Friday, January 7, 2011
Making a home.
I have never been your Betty Crocker type of girl; I have always been your cocktail kind of girl. I have never thought of myself in a little house with a wrap around porch and a white picket fence. I have found my own personal white picket fence.
I find myself in the kitchen cooking away often. I have looked up more reciepes in the last month than in a lifetime. Not to mention I have enjoyed every moment of it. I cooked prime rib the other night so well that it could have come straight from the kitchen of some talented person. I found a piece of peace while rubbing down the prime-rib with salt and herbs. I was warmed by watching my family eat a meal that did not come from a box. I went to bed happy that I had provided a service to my family. Brought them together around a table for dinner. I found a sense of pride for being able to make dinner with out setting the house on fire.

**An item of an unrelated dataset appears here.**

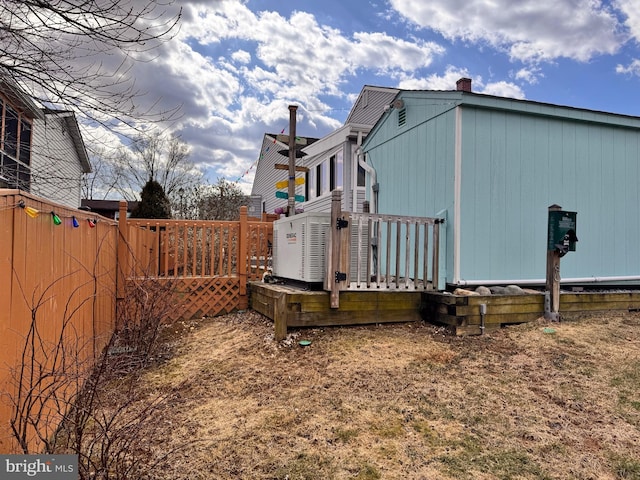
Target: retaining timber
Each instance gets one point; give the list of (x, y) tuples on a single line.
[(290, 306)]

I have been suffering from homebody syndrome as of lately. I feel completely content to work on my many projects happening around our home. I am sure part of this has to do with my melencoly feeling that has been trying to creep into my days. I am slowly mourning my friend and as always when one goes I tend to mourn them all. When you live a life where cancer is a large part of it. You seem to begin to have lots of friends who have cancer. So you can imagine when most of your friends have cancer you lose a few along the road. Most of the loses I have seen have come far to young; all of them have carried amazing stories of living to the grave. All of them have taught me about myself about love, nurturing, and about moments. People who are dying know how to experience moments; everyone should know how. (it feels wonderful to experience)
I am watching Sean put together a shelf system to lay in the girls closet to organize their toys. He always looks amazing while he is working on anything. Concentrating and making ajustments. He may be the only man that is sexy in a flannel and torn jeans. It is in these moments when I don't know if he should be sexy that I feel the need to grab him. These are the moments when I look forward to crawling into bed and being held until the morning comes.
Have you ever heard old people speak of love? The generation that was married within thirty day and never got divorced? Have you ever talked of the moment they knew? I have spent lots of time with the older generation talking about courting; they always say the same thing. "I knew within days that I was going to be with that person forever. I committed to it and never let it go" None of them say it came with out hardships but, they all say they had known many before that moment and never picked until they found "it". Most of them were still in love up until the grave and after. I am lucky to have someone that makes me feel like forever should be a very long time.